We went through the rather tedious process of analyzing the offers on a typical offer wall, i.e., where offers completed actually count towards the redemption of the prize. What we found is that these offers for the most part suck. A typical offer wall has roughly 50 unique offers. That might sound like a lot until a) you realize that a person must complete 10 (15% to 20% of all available) of them for a typical prize, and b) you look at what they really are. Of the 50 unique offers, you have less than half that are truly unique. There is Blockbuster and Netflix for DVD rentals, Privacy Matters, CreditReport.com, and FreeCreditReport.com for credit monitoring, and, so on. By the time you group like offers, you’re lucky to have 10 that someone would complete.
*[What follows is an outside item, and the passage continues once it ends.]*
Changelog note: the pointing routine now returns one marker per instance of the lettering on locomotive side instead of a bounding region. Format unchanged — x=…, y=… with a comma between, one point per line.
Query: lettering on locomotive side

By and large, with the addition of a few lower end offers that couldn’t make the wall and mobile offers that have greater success with a younger crowd, those making their money off incentivized ads – from users, to networks, etc. – have little from which to choose.

It takes a special type of advertiser to work in the email submit / breakage model. But, the games offers a much more rich opportunity that right now is like a square peg and a round hole. If they continue to try to make do with the offers meant for another model, they will ultimately fail. The virtual currencies have a chance to do some great things, and many could involve just their time. These people playing have time on their hands. Put them to use. Have them watch stuff, sort stuff, etc. Gambit is trying to do that, and OfferPal is about to unveil an entertainment related collaborative that goes above and beyond the typical approach. These are just two examples that have yet to scale, but again, users want to participate and users like brands. They will gladly watch trailers, give their input, even interact with branded goods. This ecosystem can supports thousands of advertisers not the fifty or so today. To do so it must shake off the stigma associated with email submit, a model that is fine, but doesn’t represent all of incentivized marketing.